Introduction: DIY Shock Absorber Stool

About: Being a science student i love to indulge in projects related to engineering as i love to learn things practically...

This project is totally inspired by the project so all the the applause goes to the man behind the idea.

Well as I just got through that awesome idea about making a unique creative stool out of an old shock absorber, I just wanted it so badly and the only way to get that is to built one for myself.

So I just brought an old car shock absorber from the scrapyard near to my workshop. Now to keep the whole idea more authentic I Brought a complete car shock assemble with the disc brake and the shock pads. This proved to be a good idea as later the disc brake assembly helped us to keep the C.G of the stool low and acted as a foot rest also.

Now lets get our hands dirty....

Step 1: Disassembly

To start with we disassembled the whole jump and the first thing to get off is the highly compressed spring. Its a substantially large shock and the spring have a good amount of potential that can harm anyone easily. There is a nut on top of the spring cap that allows you to take off the spring. I would highly recommend using a decompressing tool to safely remove the spring and while removing that nut just make sure you keep your body out of the that axis.

As you get the spring off the next thing is to loosen all the springs that you find there. Once we get all the parts its time to get them cleaned.

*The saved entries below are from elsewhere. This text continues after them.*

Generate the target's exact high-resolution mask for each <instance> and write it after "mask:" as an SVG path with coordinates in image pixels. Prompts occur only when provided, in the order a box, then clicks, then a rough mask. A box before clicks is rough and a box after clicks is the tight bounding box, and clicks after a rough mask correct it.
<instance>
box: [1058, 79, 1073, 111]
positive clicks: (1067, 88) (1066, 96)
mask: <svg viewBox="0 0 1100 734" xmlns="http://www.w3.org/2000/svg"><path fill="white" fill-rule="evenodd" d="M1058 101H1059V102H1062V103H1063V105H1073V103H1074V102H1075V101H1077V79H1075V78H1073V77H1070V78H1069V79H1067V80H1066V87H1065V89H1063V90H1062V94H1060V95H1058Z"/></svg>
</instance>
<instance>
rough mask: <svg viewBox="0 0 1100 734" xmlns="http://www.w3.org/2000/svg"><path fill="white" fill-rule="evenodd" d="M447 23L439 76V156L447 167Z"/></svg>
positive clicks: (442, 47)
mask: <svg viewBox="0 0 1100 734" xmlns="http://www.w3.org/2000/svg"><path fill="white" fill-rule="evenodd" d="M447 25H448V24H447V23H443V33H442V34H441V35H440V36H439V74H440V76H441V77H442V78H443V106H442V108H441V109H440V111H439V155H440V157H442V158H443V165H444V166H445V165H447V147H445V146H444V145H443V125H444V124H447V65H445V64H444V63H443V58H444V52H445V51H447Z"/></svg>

Step 2: Removing Debris and Degreasing

Now the shock absorber I have brought seems to be in a good working condition but believe me its damn dirty and greasy. So to clean all the parts what we are going to do is to first remove all the dirt and debris using a metal wire brush.

It took a lot of efforts to get that brushing stage through all those parts. Luckily as all the parts were covered with so much dirt and grease so it prevented the surface to develop rust.

All the parts were than washed using gasoline to remove the grease and oil from the surface of the parts.

Step 3: Sandblasting the Parts

Even after washing all the parts using gasoline they seems to be very dirty and I was certain that If we go with the paint job now we won't be able to get a good finish.

So we went a step further and get all the parts sandblasted and the results were just too satisfying. Now all the parts are properly cleaned and the surface is ready to get painted.

Step 4: Painting the Parts

Now all the parts are then painted using spray paints. I have use a matt black finish on the main body and the glossy red and yellow on all other parts.

The paint job did produced great results and I was extremely satisfied by how good we managed to get all these parts after a lot of hardwork.

Step 5: Stool Stand

The stand of the stool is made using 5mm which metal sheet. The base is cut down in a triangular shape and to which we have added three legs measuring nearly 6 inches in length. We have drilled a pair of holes which will help us to mount the base to the bottom of the jump.

As we get all the parts welded together we spray painted them in matt black and now the stand is ready to get attached to the base of the jump.

Step 6: Assembling the Parts

Next all the parts were assembled together. First we mounted the stand to the base which helped us to get through the remaining parts easily. Next the disc brake assembly is mounted.

Now to decompress the spring and to give the stool a bit of travel when someone sit over that we just cut down the spring using a angle grinder before we painted that. So next we mounted the spring in place.

Step 7: Mounting the Top Plate

The top plate that came with this shock was in pretty bad shape so we brought a new one. This plate allows us to make the top rotatable. So we drilled three holes and threaded them so that wee can mount the stool top over this plate.

Step 8: Stool Top

The stool top is Madde out of old hardwood board. These boards are 7 inches wide so I have glued three of them together. Once the glue dried we have cut down a circular disc using a jig saw that measures nearly 14 inches in diameter. The disc is then sanded using an orbital sander. As I got the surface finished I have applied a couple of coats of clear varnish which give the stool top a very nice look.

I have then drilled three holes across the stool top and counted them using flushed Allen key bolts.

Step 9: Finished Results

The finished results were just breath taking and the stool turned out to be an eye catching object in our workspace. It proved to be a great transformation and a satisfying project too.